19 PONTOS DE ACOLHIMENTO E 800 LEITOS DISPONÍVEIS
De acordo com os dados divulgados, a Comunidade de Madri habilitou 19 pontos de acolhimento para evacuados em 15 municípios, que estão atendendo, por sua vez, 2.400 pessoas. Além disso, a rede de assistência e de saúde foi reforçada nos municípios afetados, com 800 leitos disponíveis para possíveis evacuações, a fim de encaminhar os moradores afetados.
Da mesma forma, foram mobilizadas ambulâncias de atendimento básico em 10 municípios, e foi finalizado um plano de ação para lidar com a qualidade do ar nos municípios afetados. Ayuso destacou que, até o momento, não há casos graves a serem lamentados, mas já ocorreram treze transferências hospitalares.
“Os profissionais do SERMAS, ou seja, todo o serviço de saúde de Madri, atenderam mais de mil pessoas, principalmente por problemas respiratórios. E também mobilizamos ambulâncias para atendimento psicológico”, afirmou.
Também foi ativado o serviço de entrega de medicamentos em domicílio nos municípios afetados e em confinamento, e o atendimento também está sendo prestado nos postos de referência de cada localidade, em colaboração com a Ordem dos Farmacêuticos e as prefeituras.
Além disso, foi criada uma estrutura com 85 ônibus e 100 profissionais que continua operando para a evacuação de cidadãos e que já foi utilizada por cerca de 8.000 moradores.
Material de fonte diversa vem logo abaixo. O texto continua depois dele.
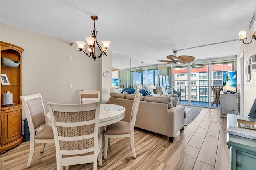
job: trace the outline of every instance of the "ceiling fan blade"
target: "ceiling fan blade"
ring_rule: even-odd
[[[181,55],[178,57],[182,60],[182,61],[180,61],[180,62],[183,64],[188,63],[195,59],[194,57],[190,56],[190,55]]]
[[[166,57],[167,59],[172,60],[173,61],[174,61],[180,63],[182,63],[182,59],[180,59],[175,55],[168,55]]]
[[[118,70],[119,70],[119,69],[118,68],[114,68],[113,67],[111,68],[111,71],[118,71]]]
[[[160,61],[160,62],[165,62],[165,63],[172,63],[172,61],[170,60],[158,60],[157,61]]]

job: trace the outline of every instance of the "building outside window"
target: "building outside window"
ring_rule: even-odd
[[[199,96],[199,101],[200,102],[208,102],[208,96]]]
[[[196,96],[191,96],[191,100],[196,101]]]
[[[185,82],[177,82],[177,85],[185,85]]]
[[[177,74],[177,78],[185,78],[185,74]]]
[[[223,74],[228,72],[228,71],[219,71],[213,72],[214,79],[221,79],[223,78]]]
[[[191,74],[190,74],[190,77],[191,78],[196,78],[196,73],[191,73]]]
[[[213,86],[222,86],[223,81],[222,80],[214,80]]]
[[[191,81],[190,84],[191,86],[196,86],[196,81]]]
[[[185,92],[185,89],[184,88],[178,88],[177,89],[177,91],[178,92]]]
[[[208,72],[200,72],[199,73],[199,79],[208,79]]]
[[[191,93],[196,93],[196,88],[192,88],[191,89]]]
[[[199,86],[208,86],[208,80],[199,80]]]

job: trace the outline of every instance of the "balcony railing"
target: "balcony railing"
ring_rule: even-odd
[[[208,86],[191,86],[191,102],[209,103]],[[180,99],[182,101],[188,101],[189,92],[187,86],[174,86],[173,88],[174,90],[177,92],[177,94],[180,94]],[[215,96],[212,90],[210,88],[210,89],[211,94],[211,102],[212,102],[215,98]]]

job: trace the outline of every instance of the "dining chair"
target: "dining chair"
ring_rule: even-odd
[[[138,92],[135,96],[132,105],[130,122],[119,121],[111,125],[108,125],[105,131],[105,149],[104,159],[107,159],[108,145],[110,144],[111,138],[130,137],[131,141],[131,147],[133,158],[136,158],[135,147],[134,145],[134,126],[137,112],[140,104],[140,101],[142,95]]]
[[[93,88],[92,89],[83,89],[84,92],[91,92],[92,91],[97,91],[97,89],[96,88]]]
[[[47,126],[47,119],[44,102],[40,93],[28,96],[20,96],[22,106],[28,121],[30,137],[30,149],[26,167],[30,166],[35,143],[42,143],[41,153],[44,152],[45,144],[54,143],[51,127]],[[35,132],[43,128],[35,134]]]
[[[100,90],[86,91],[79,91],[79,102],[82,103],[82,99],[83,98],[96,98],[100,99]]]
[[[100,101],[89,104],[48,102],[55,143],[57,169],[93,163],[102,165],[102,137],[98,134]]]

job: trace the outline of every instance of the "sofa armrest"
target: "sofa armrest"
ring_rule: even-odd
[[[174,137],[185,125],[185,107],[178,105],[169,109],[166,115],[166,133]]]

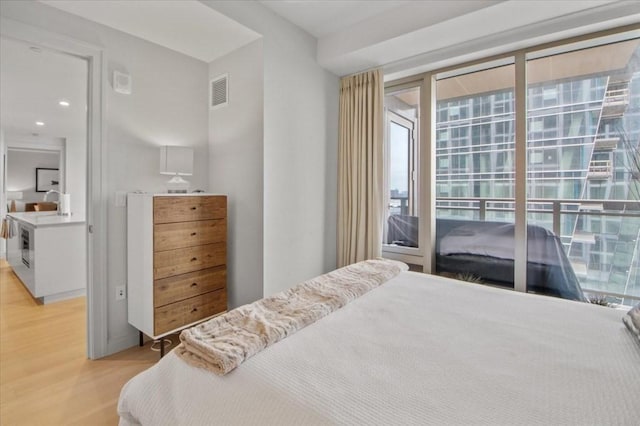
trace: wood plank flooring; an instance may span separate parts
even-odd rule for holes
[[[116,425],[120,389],[158,360],[135,347],[86,358],[85,298],[38,304],[0,260],[0,424]]]

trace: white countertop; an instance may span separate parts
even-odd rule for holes
[[[81,225],[84,219],[79,217],[60,216],[57,212],[13,212],[7,216],[34,228],[59,225]]]

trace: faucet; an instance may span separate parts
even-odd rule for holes
[[[49,194],[53,192],[58,194],[58,201],[55,202],[58,205],[58,208],[56,209],[57,210],[56,214],[59,216],[68,215],[69,214],[68,212],[63,211],[65,209],[68,209],[68,207],[65,207],[64,205],[65,194],[63,194],[62,192],[56,189],[50,189],[44,194],[44,198],[42,199],[42,201],[47,201],[47,197],[49,196]]]
[[[57,193],[58,195],[62,195],[62,192],[58,191],[57,189],[50,189],[44,194],[44,198],[42,199],[42,201],[47,201],[47,197],[49,196],[49,194],[51,194],[53,192]],[[58,197],[58,198],[60,198],[60,197]]]

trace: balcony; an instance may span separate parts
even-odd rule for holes
[[[513,222],[515,201],[441,197],[436,212],[438,219]],[[528,199],[527,214],[529,224],[560,237],[585,293],[625,304],[640,300],[640,202]]]
[[[621,117],[627,105],[629,105],[628,86],[608,89],[602,102],[602,118]]]

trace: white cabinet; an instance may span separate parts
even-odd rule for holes
[[[86,293],[83,221],[47,213],[12,213],[16,235],[7,240],[7,261],[34,298],[43,303]]]

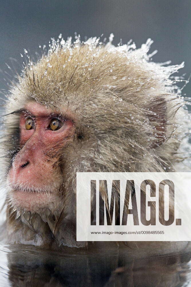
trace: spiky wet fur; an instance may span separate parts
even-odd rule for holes
[[[178,171],[178,163],[187,157],[180,149],[184,139],[187,144],[190,119],[171,76],[183,64],[151,61],[147,53],[151,43],[149,39],[136,49],[134,43],[115,47],[111,40],[103,44],[95,38],[82,43],[79,38],[74,43],[70,38],[66,42],[53,39],[46,55],[35,63],[29,58],[29,64],[24,63],[6,100],[5,113],[11,114],[3,118],[5,173],[19,150],[13,112],[26,103],[66,109],[73,115],[76,127],[73,142],[59,155],[64,200],[45,211],[39,209],[44,221],[48,223],[50,214],[60,222],[63,214],[75,214],[77,172]],[[17,211],[19,218],[28,211],[15,211],[9,200],[12,230]],[[36,213],[29,215],[31,225],[33,216]],[[48,223],[55,235],[58,222],[52,224]]]

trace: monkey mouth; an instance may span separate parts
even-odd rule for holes
[[[40,207],[48,206],[55,198],[50,191],[45,189],[18,186],[11,187],[9,196],[10,202],[16,208],[35,211]]]
[[[10,187],[11,191],[14,193],[37,193],[42,195],[49,195],[52,193],[51,191],[41,188],[34,188],[33,187],[25,187],[19,186],[12,186]]]

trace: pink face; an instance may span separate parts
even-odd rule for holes
[[[74,126],[68,111],[67,115],[63,111],[63,115],[58,114],[34,103],[25,109],[20,118],[21,149],[14,159],[8,181],[12,204],[30,210],[47,206],[62,195],[63,175],[58,163],[73,138]]]

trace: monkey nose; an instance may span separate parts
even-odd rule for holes
[[[27,166],[29,164],[29,161],[28,161],[27,162],[26,162],[23,164],[21,164],[20,166],[20,167],[21,168],[23,168],[24,167],[25,167],[25,166]]]

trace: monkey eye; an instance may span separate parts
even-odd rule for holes
[[[62,127],[62,123],[58,119],[53,119],[50,123],[49,129],[52,131],[57,131]]]
[[[25,128],[26,129],[32,129],[34,127],[34,122],[32,118],[28,118],[25,121]]]

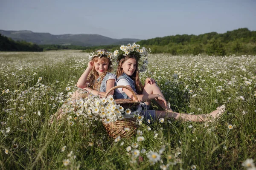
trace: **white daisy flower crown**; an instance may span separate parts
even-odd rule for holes
[[[97,50],[95,52],[91,52],[89,54],[89,59],[91,61],[95,57],[100,58],[102,57],[105,57],[108,58],[111,62],[112,62],[112,60],[114,59],[112,53],[108,51],[105,51],[104,50]]]
[[[135,42],[132,44],[128,44],[127,45],[121,45],[120,49],[121,51],[119,52],[118,50],[114,51],[113,56],[116,58],[118,62],[120,60],[125,57],[127,55],[133,54],[137,58],[138,64],[139,65],[139,71],[142,72],[145,71],[148,68],[148,49],[143,47],[140,49],[140,45],[136,44]]]

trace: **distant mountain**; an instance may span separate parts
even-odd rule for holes
[[[49,33],[33,32],[28,30],[15,31],[0,30],[0,34],[15,40],[24,40],[38,45],[72,45],[92,46],[123,45],[140,40],[129,38],[115,39],[99,34],[52,35]]]

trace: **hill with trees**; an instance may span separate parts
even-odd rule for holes
[[[58,45],[92,47],[111,45],[120,45],[140,41],[136,39],[116,39],[99,34],[79,34],[52,35],[30,31],[4,31],[0,34],[15,40],[24,40],[38,45]]]
[[[42,51],[43,50],[36,44],[25,41],[15,41],[0,34],[0,51]]]

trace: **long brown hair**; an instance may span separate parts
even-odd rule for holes
[[[135,82],[135,88],[136,88],[137,93],[139,94],[142,94],[142,91],[143,90],[143,86],[141,84],[141,82],[140,82],[140,80],[138,60],[135,55],[133,54],[127,55],[126,56],[120,60],[119,62],[118,63],[117,68],[116,69],[116,77],[118,78],[120,76],[122,75],[123,73],[124,73],[124,70],[123,70],[123,68],[121,68],[121,66],[125,61],[130,58],[135,59],[137,64],[136,65],[136,70],[135,70],[135,71],[134,71],[134,74],[131,76],[129,76]]]
[[[108,51],[106,50],[105,49],[100,49],[98,50],[95,52],[97,52],[99,51],[103,51],[105,52]],[[108,58],[104,56],[102,56],[100,57],[95,57],[93,58],[92,60],[92,61],[93,62],[93,64],[94,63],[94,62],[97,62],[99,59],[101,60],[102,62],[104,62],[106,61],[108,61],[108,68],[107,71],[103,73],[100,76],[100,79],[99,79],[99,81],[98,82],[96,82],[96,80],[99,78],[99,73],[96,71],[96,70],[95,70],[95,68],[93,65],[93,69],[90,73],[90,74],[88,76],[88,78],[87,78],[87,80],[90,81],[90,87],[94,90],[98,91],[99,90],[101,83],[102,81],[102,80],[103,79],[103,78],[107,74],[107,73],[108,72],[111,72],[113,70],[113,68],[112,66],[110,66],[110,65],[112,65],[111,61],[109,60]]]

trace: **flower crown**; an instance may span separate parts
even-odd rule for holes
[[[139,71],[142,72],[145,71],[148,67],[148,49],[143,47],[142,48],[140,49],[139,44],[136,44],[134,42],[132,45],[130,43],[127,46],[121,45],[120,47],[120,49],[121,50],[119,52],[118,50],[114,51],[114,57],[116,58],[116,60],[119,62],[120,60],[127,55],[133,54],[137,58],[138,60],[138,65],[139,65]]]
[[[112,61],[112,60],[114,58],[112,53],[109,51],[105,51],[103,50],[97,50],[95,52],[93,52],[90,53],[89,55],[89,59],[90,60],[92,60],[95,57],[98,57],[99,58],[100,58],[102,56],[108,58],[109,60],[111,62]]]

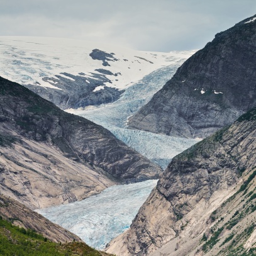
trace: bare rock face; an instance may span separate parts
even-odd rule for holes
[[[202,249],[201,239],[204,232],[208,231],[209,238],[214,237],[210,230],[217,217],[210,218],[211,214],[237,191],[238,198],[242,195],[248,198],[245,192],[243,194],[245,187],[243,191],[241,187],[248,185],[248,176],[256,166],[255,150],[254,108],[232,125],[174,157],[141,207],[130,228],[112,241],[107,252],[114,252],[118,255],[147,255],[156,250],[152,255],[206,255],[208,249],[212,249],[215,245],[211,242],[208,243],[210,245],[206,243]],[[251,189],[250,194],[254,189]],[[233,204],[229,199],[230,208],[222,209],[222,215],[218,215],[218,221],[223,220],[230,211],[233,213],[229,214],[230,221],[235,218],[235,214],[232,215],[235,209],[231,207],[236,205],[235,198],[233,198]],[[241,208],[244,203],[241,203]],[[247,213],[251,211],[250,207]],[[239,220],[235,224],[238,222]],[[226,223],[220,228],[222,228],[220,232],[213,230],[219,232],[218,236],[221,231],[226,230],[228,233],[232,228],[231,224],[228,226],[229,223]],[[218,237],[215,238],[217,240]],[[223,244],[219,243],[216,247],[220,248]]]
[[[218,33],[186,61],[151,101],[130,118],[129,127],[175,136],[205,138],[255,107],[253,17]]]
[[[106,77],[106,74],[91,73],[91,77],[84,77],[82,75],[74,75],[67,72],[61,74],[65,77],[56,75],[56,77],[43,78],[43,81],[50,82],[58,89],[35,86],[32,84],[26,84],[26,87],[63,109],[77,109],[90,105],[98,106],[114,102],[125,91],[105,86],[104,83],[111,82]],[[112,75],[114,75],[112,74]],[[102,86],[104,89],[94,91],[98,86]]]
[[[55,242],[82,242],[75,235],[54,224],[24,204],[0,194],[0,216],[26,229],[35,230]]]
[[[32,208],[80,200],[160,168],[109,131],[0,77],[0,188]]]

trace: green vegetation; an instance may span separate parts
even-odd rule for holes
[[[228,242],[230,242],[230,240],[232,240],[232,238],[234,237],[235,234],[231,234],[229,237],[228,237],[224,242],[221,243],[221,246],[224,245],[226,243],[228,243]]]
[[[33,230],[13,225],[0,217],[0,255],[1,256],[100,256],[107,255],[84,243],[62,244],[48,240]]]

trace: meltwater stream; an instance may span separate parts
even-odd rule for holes
[[[114,186],[84,200],[37,211],[89,245],[103,249],[129,228],[157,182],[150,180]]]

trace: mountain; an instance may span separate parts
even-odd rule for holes
[[[189,52],[136,51],[99,42],[0,36],[0,75],[63,109],[116,101],[151,72]]]
[[[107,252],[255,255],[255,150],[253,108],[175,157],[130,228]]]
[[[95,42],[0,36],[0,75],[102,125],[165,169],[174,155],[195,142],[187,145],[176,138],[131,130],[126,123],[195,52],[141,52]]]
[[[15,226],[33,230],[55,242],[71,242],[74,240],[82,242],[75,235],[9,197],[0,194],[0,216],[11,220]]]
[[[204,138],[255,106],[255,17],[216,35],[129,118],[129,127]]]
[[[194,51],[191,52],[191,54]],[[127,88],[114,103],[85,109],[69,109],[109,130],[119,140],[165,169],[172,158],[198,142],[196,139],[173,137],[128,129],[128,118],[147,103],[154,93],[169,80],[184,58],[174,59],[170,65],[145,75]]]
[[[67,203],[161,169],[102,126],[0,77],[0,188],[32,208]]]
[[[0,194],[0,254],[3,256],[108,255],[83,243],[23,204]]]

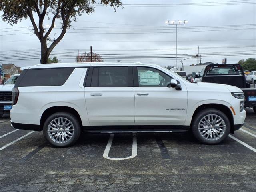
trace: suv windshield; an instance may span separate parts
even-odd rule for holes
[[[11,84],[15,84],[16,80],[19,77],[18,75],[14,75],[10,77],[6,82],[4,84],[4,85],[9,85]]]

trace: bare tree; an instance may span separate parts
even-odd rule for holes
[[[99,3],[109,5],[115,11],[122,5],[120,0],[100,0],[100,2],[95,0],[1,0],[0,11],[3,13],[3,20],[12,25],[23,19],[30,19],[33,31],[41,44],[41,63],[47,63],[51,52],[70,28],[72,20],[76,21],[77,17],[84,12],[89,14],[94,12],[95,5]],[[37,24],[34,19],[35,13],[39,18]],[[46,17],[50,19],[50,14],[52,15],[51,24],[46,27],[44,20]],[[61,21],[61,32],[57,38],[52,39],[49,35],[56,26],[56,19]]]

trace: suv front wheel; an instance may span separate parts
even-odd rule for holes
[[[205,144],[218,144],[228,136],[230,130],[227,116],[214,108],[205,109],[198,112],[192,125],[194,135]]]
[[[78,118],[68,112],[58,112],[46,120],[43,128],[44,136],[52,145],[65,147],[74,144],[81,133]]]

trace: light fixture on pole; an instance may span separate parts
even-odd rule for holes
[[[178,20],[177,22],[175,20],[172,21],[168,20],[165,22],[165,23],[169,25],[175,25],[176,27],[176,53],[175,54],[175,67],[176,68],[177,68],[177,25],[184,25],[188,21],[186,20]]]

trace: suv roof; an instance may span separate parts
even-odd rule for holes
[[[35,69],[40,68],[51,68],[58,67],[89,67],[91,66],[95,65],[130,65],[132,64],[141,64],[139,62],[84,62],[84,63],[49,63],[45,64],[39,64],[33,66],[26,67],[26,69]],[[149,64],[150,65],[158,66],[158,65]]]

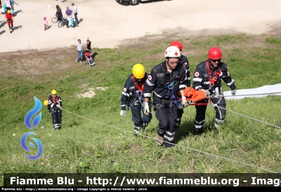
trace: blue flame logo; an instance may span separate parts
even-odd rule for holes
[[[34,100],[35,100],[35,106],[34,107],[31,109],[30,111],[28,111],[28,113],[26,114],[25,118],[25,125],[27,128],[30,128],[31,130],[33,130],[34,128],[35,128],[36,127],[37,127],[37,125],[39,124],[40,121],[41,121],[41,118],[42,117],[42,114],[41,112],[40,112],[40,114],[35,116],[33,118],[32,121],[32,125],[34,128],[32,128],[32,125],[31,124],[32,122],[32,116],[34,116],[37,113],[38,113],[41,108],[42,107],[42,103],[40,102],[39,100],[38,100],[37,97],[34,97]],[[27,142],[27,137],[30,135],[35,135],[35,132],[29,132],[25,133],[25,135],[22,135],[22,138],[20,139],[20,145],[22,146],[22,149],[25,149],[26,151],[30,152],[31,150],[28,148],[26,142]],[[27,154],[25,154],[25,156],[31,159],[31,160],[35,160],[39,158],[43,153],[43,146],[42,144],[41,143],[41,142],[39,140],[38,140],[36,138],[33,138],[31,137],[31,139],[32,139],[35,143],[37,144],[37,145],[38,146],[38,153],[36,156],[30,156]],[[35,146],[32,142],[30,142],[30,146],[33,148],[35,149]]]
[[[27,145],[26,144],[26,141],[27,141],[27,137],[29,135],[36,135],[35,132],[27,132],[25,135],[23,135],[22,138],[20,139],[20,145],[22,146],[23,149],[25,149],[26,151],[28,151],[28,152],[31,151],[31,150],[28,148],[28,146],[27,146]],[[38,140],[37,139],[33,138],[33,137],[31,137],[31,139],[32,139],[38,146],[38,153],[34,156],[30,156],[30,155],[27,155],[27,154],[25,154],[25,156],[29,159],[35,160],[35,159],[39,158],[42,155],[42,153],[43,153],[43,146],[42,146],[41,143],[40,142],[40,141]],[[30,142],[30,145],[33,149],[35,149],[35,146],[32,142]]]
[[[34,97],[34,100],[35,100],[34,107],[30,111],[28,111],[25,118],[25,126],[27,126],[28,128],[31,130],[33,130],[33,128],[31,125],[32,117],[34,116],[37,113],[38,113],[40,111],[41,108],[42,107],[42,103],[39,101],[39,100],[38,100],[37,97]],[[39,124],[41,117],[42,117],[42,114],[41,112],[40,112],[40,114],[38,116],[34,118],[32,124],[34,128],[37,127],[38,124]]]

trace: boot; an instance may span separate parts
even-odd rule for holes
[[[135,136],[138,136],[140,133],[140,127],[133,126],[133,130],[135,131]]]
[[[157,145],[162,145],[163,144],[163,140],[164,137],[157,134],[157,136],[156,136],[156,143]]]

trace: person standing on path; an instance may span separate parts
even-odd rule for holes
[[[82,52],[83,52],[83,46],[84,46],[84,43],[81,42],[81,39],[78,39],[78,43],[77,43],[74,46],[74,48],[77,50],[78,58],[76,59],[77,62],[81,62],[81,58],[82,57]]]
[[[60,97],[57,96],[57,91],[53,90],[51,95],[48,97],[48,109],[49,112],[52,116],[53,126],[55,130],[60,130],[61,128],[61,119],[63,114],[61,112],[63,107],[63,101]]]
[[[87,38],[87,48],[86,50],[89,51],[89,53],[91,53],[91,55],[92,54],[92,50],[91,48],[91,43],[92,41],[90,40],[90,39]]]
[[[11,10],[7,11],[7,14],[6,14],[6,21],[10,29],[10,33],[13,31],[13,15],[11,13]]]
[[[74,4],[71,4],[73,8],[73,13],[74,13],[74,18],[76,22],[79,24],[78,18],[77,18],[77,7],[74,5]]]

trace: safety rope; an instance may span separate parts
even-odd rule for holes
[[[80,117],[80,118],[91,121],[93,121],[93,122],[96,122],[96,123],[100,123],[100,124],[102,124],[102,125],[107,125],[107,126],[109,126],[109,127],[111,127],[111,128],[116,128],[116,129],[118,129],[118,130],[123,130],[123,131],[125,131],[125,132],[131,132],[131,133],[133,133],[133,134],[135,133],[134,132],[131,132],[131,131],[129,131],[129,130],[124,130],[124,129],[115,127],[115,126],[107,125],[107,124],[99,122],[99,121],[94,121],[94,120],[92,120],[92,119],[81,116],[80,115],[77,115],[77,114],[74,114],[72,112],[70,112],[70,111],[67,111],[67,110],[66,110],[65,109],[62,109],[62,110],[63,110],[64,111],[66,111],[66,112],[67,112],[69,114],[71,114],[72,115],[77,116],[78,117]],[[149,137],[149,136],[143,135],[142,134],[138,134],[138,135],[143,137],[146,137],[146,138],[148,138],[148,139],[154,139],[155,141],[157,140],[156,138],[153,138],[153,137]],[[213,156],[213,157],[215,157],[215,158],[225,159],[225,160],[229,160],[229,161],[232,161],[232,162],[234,162],[234,163],[239,163],[239,164],[241,164],[241,165],[243,165],[258,168],[259,170],[263,170],[263,171],[266,171],[266,172],[268,172],[278,173],[277,172],[274,172],[274,171],[272,171],[272,170],[270,170],[259,167],[257,166],[252,165],[250,165],[250,164],[248,164],[248,163],[246,163],[240,162],[240,161],[238,161],[238,160],[233,160],[233,159],[230,159],[230,158],[225,158],[225,157],[220,156],[218,156],[218,155],[214,155],[214,154],[212,154],[212,153],[208,153],[208,152],[204,152],[204,151],[197,150],[197,149],[192,149],[192,148],[190,148],[190,147],[178,145],[178,144],[176,144],[170,143],[170,142],[166,142],[166,141],[163,141],[163,142],[167,143],[167,144],[173,144],[174,146],[178,146],[182,147],[182,148],[185,148],[187,149],[190,149],[190,150],[192,150],[192,151],[196,151],[196,152],[198,152],[198,153],[203,153],[203,154],[205,154],[205,155],[207,155],[207,156]]]

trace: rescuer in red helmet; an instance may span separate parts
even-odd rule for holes
[[[195,69],[193,77],[192,87],[195,90],[202,90],[211,96],[211,100],[218,107],[215,107],[216,120],[215,127],[220,128],[226,117],[226,100],[223,97],[214,97],[216,95],[223,95],[221,80],[230,88],[233,95],[236,95],[235,81],[231,78],[228,70],[228,66],[221,62],[223,54],[217,47],[212,47],[208,51],[208,60],[200,63]],[[207,103],[207,100],[199,102]],[[196,116],[194,125],[195,135],[202,132],[203,125],[205,122],[207,105],[196,105]]]

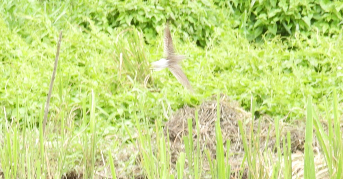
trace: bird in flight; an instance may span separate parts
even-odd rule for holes
[[[182,60],[185,58],[185,56],[175,54],[174,47],[173,47],[173,39],[172,39],[172,35],[168,24],[166,25],[166,27],[164,29],[164,38],[163,41],[165,58],[162,58],[158,61],[152,63],[152,70],[155,71],[159,71],[165,68],[168,68],[179,82],[185,87],[193,92],[193,89],[190,83],[186,76],[186,75],[182,71],[180,64]]]

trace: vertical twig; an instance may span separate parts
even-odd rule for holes
[[[56,70],[57,68],[57,64],[58,62],[58,57],[60,55],[60,47],[61,46],[61,40],[62,38],[62,31],[60,32],[60,36],[58,38],[58,43],[57,44],[57,51],[56,52],[56,57],[55,58],[55,65],[54,67],[54,71],[52,72],[52,76],[51,77],[50,81],[50,86],[49,88],[49,93],[48,93],[48,97],[46,99],[46,104],[45,104],[45,108],[44,111],[44,118],[43,120],[43,134],[44,135],[44,131],[45,130],[45,126],[46,126],[46,122],[48,118],[48,112],[49,111],[49,105],[50,103],[50,98],[51,97],[51,93],[52,91],[52,85],[54,84],[54,81],[55,80],[55,75],[56,74]]]

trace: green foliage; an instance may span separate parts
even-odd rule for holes
[[[151,42],[163,29],[167,20],[182,31],[182,38],[189,38],[205,47],[219,24],[212,3],[206,1],[92,1],[73,2],[69,11],[73,21],[87,28],[87,17],[105,32],[110,28],[133,25],[141,29],[145,39]],[[51,4],[52,5],[52,4]]]
[[[326,34],[341,32],[343,20],[341,1],[231,0],[217,4],[232,10],[234,25],[249,40],[276,35],[294,35],[314,29]]]

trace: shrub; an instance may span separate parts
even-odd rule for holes
[[[96,25],[102,26],[105,31],[109,27],[133,25],[142,29],[148,43],[155,39],[158,33],[163,33],[165,22],[169,20],[172,26],[181,28],[184,40],[189,38],[198,46],[204,47],[208,43],[214,27],[218,24],[215,15],[217,7],[204,1],[126,0],[111,3],[106,1],[90,1],[82,5],[74,5],[84,8],[86,7],[87,9],[75,8],[71,11],[80,25],[86,27],[87,23],[82,17],[90,16]]]
[[[234,25],[243,30],[249,40],[260,38],[265,33],[268,37],[313,29],[329,35],[339,33],[342,27],[341,1],[215,1],[232,10]]]

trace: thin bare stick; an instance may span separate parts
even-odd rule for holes
[[[56,52],[56,57],[55,58],[55,65],[54,67],[54,71],[52,72],[52,76],[51,77],[50,81],[50,87],[49,88],[49,93],[48,93],[48,97],[46,99],[46,104],[45,104],[45,108],[44,111],[44,118],[43,120],[43,135],[44,135],[44,131],[45,130],[45,126],[46,126],[46,122],[48,119],[48,112],[49,112],[49,105],[50,103],[50,98],[51,98],[51,93],[52,91],[52,85],[54,84],[54,81],[55,80],[55,75],[56,74],[56,70],[57,68],[57,64],[58,62],[58,57],[60,55],[60,47],[61,46],[61,40],[62,38],[62,31],[60,32],[60,36],[58,38],[58,43],[57,44],[57,51]]]

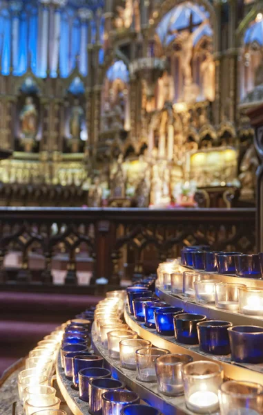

Além disso, está sendo realizado um acompanhamento permanente nas casas de repouso e centros de assistência social para coordenar as transferências.
Da mesma forma, animais foram transferidos para o Centro Integral de Acolhimento de Animais da Comunidade de Madri, em colaboração com as associações de proteção aos animais da região.
Ayuso explicou que o incêndio mantém bloqueados 14 pontos em 12 rodovias estaduais e que 13 linhas de ônibus permanecem fora de serviço por motivos de segurança; por isso, voltou a pedir à população que evite deslocamentos desnecessários às áreas afetadas.
Além disso, ela destacou que a rede de telefonia móvel já foi restabelecida nos municípios afetados, embora se continue trabalhando para melhorar a cobertura.
300 TONELADAS DE FORRAGEM E PALHA
A presidente também anunciou um milhão de euros em auxílios de emergência para os pecuaristas afetados, além do envio de 20 caminhões com 300 toneladas de forragem e palha e tanques de água para alimentar o gado. A isso somou-se a renovação automática dos pedidos de emprego dos moradores da região para evitar deslocamentos e um plano integral para reparar mais de 100 quilômetros de estradas estaduais danificadas pelo incêndio.
Ela também agradeceu o trabalho dos Bombeiros, da UME, da Guarda Civil, das polícias locais, da Proteção Civil e dos voluntários, e destacou que a atuação das equipes permitiu salvar inúmeras residências, especialmente nas proximidades da represa de San Juan e do conjunto habitacional Entrepinos.
Ela ressaltou que a região destina mais de 52 milhões de euros à prevenção e ao combate a incêndios, conta com 6.110 profissionais e voluntários — 23% a mais do que na campanha anterior —, e pediu solidariedade com os municípios afetados, além de evitar “conflitos desnecessários” enquanto os trabalhos de combate e recuperação continuam.
Ayuso pediu ainda que se evitem confrontos e divisões decorrentes do incêndio, após criticar algumas mensagens sobre os auxílios ao setor pecuário. A presidente defendeu que apoiar os pecuaristas é “investir no que pertence a todos”, lembrando que eles foram dos primeiros afetados pelo incêndio, ao perderem fazendas, animais e terras.
Da mesma forma, ela defendeu que as causas do incêndio sejam analisadas “com rigor” e que se tirem conclusões assim que a emergência passar, mas rejeitou que a situação seja usada para “colocar as pessoas umas contra as outras”, considerando que esse tipo de mensagem “não ajuda em nada”.